Within two days of its debut, orders for Cessna's 162 Skycatcher light sport aircraft had climbed above 400, and continued to accumulate throughout the week at AirVenture.

Pilots and light sport aircraft manufacturers have had one year to prepare for Cessna's entry into the LSA market, and their reaction to the official entry is even more positive than when Cessna revealed its proof-of-concept LSA at the same venue in 2006.

"We want something with good product support and Cessna's strong name brand behind it," says David Kay, and authorised sales representative with JA Air Center near Chicago.

His company plans to use the 162 he ordered to start a training programme exclusively for LSAs, although other instructors will take advantage of the fuel efficiency and wide cabin to train to private pilot licences.

The name brought his interest, Kay says, but the product sold itself. "We looked at other light sport aircraft and they seemed sub-par to what Cessna is putting out."

Those words were echoed by Michael DeWitt, owner of Aero Power Distributors, who also put a deposit on a Skycatcher.

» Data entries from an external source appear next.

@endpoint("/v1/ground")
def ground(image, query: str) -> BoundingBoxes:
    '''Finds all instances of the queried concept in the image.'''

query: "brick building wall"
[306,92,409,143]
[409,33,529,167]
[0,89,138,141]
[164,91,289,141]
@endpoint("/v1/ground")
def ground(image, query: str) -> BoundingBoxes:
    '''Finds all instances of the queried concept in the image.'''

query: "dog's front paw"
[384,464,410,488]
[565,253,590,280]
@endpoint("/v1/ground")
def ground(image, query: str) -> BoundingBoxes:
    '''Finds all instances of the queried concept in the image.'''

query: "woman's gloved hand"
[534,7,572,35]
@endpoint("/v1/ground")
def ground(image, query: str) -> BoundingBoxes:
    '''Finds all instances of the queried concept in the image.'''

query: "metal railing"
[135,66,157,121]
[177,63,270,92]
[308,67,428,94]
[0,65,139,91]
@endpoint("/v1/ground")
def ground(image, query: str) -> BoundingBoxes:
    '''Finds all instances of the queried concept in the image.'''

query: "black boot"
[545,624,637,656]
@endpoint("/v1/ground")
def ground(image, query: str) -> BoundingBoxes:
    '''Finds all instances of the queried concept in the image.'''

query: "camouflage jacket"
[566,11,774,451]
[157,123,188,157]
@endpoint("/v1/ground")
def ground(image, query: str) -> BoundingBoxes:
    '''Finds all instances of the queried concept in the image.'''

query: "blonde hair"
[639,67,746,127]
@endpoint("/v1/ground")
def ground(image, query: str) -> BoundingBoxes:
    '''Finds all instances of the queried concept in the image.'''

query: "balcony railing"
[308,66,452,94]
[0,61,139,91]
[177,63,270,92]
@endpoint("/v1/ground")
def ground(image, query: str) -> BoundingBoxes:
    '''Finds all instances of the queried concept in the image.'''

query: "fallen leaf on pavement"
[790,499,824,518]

"The fact is that you have a major manufacturer backing it, and actually building it - you don't have to build it in a garage," he says. "Parents of these kids learning to fly want to know it's a new airplane and not some 30-year-old beater."

DeWitt predicts that first the name and then the price will bring in orders and new customers. "When you have a new 172 on the line, they'd like to buy it, but for some people it's not quite affordable."

Cessna is offering the first 1,000 aircraft for $109,500 each and will set a new price for the next aircraft.

A $100,000 tag was guessed at by Cessna chief Jack Pelton when the proof-of-concept was introduced. Now he says the 162's "seductive charm" will draw in buyers.

Light Aircraft Manufacturing Association (LAMA) president Tom Gunnarson agrees. "Cessna has traditionally been extremely strong at bringing in new pilots to aviation through their Cessna Pilot Centres and training programmes," he says.

Although he predicts that weaker players will drop out of the market, he says "the industry will increase overall".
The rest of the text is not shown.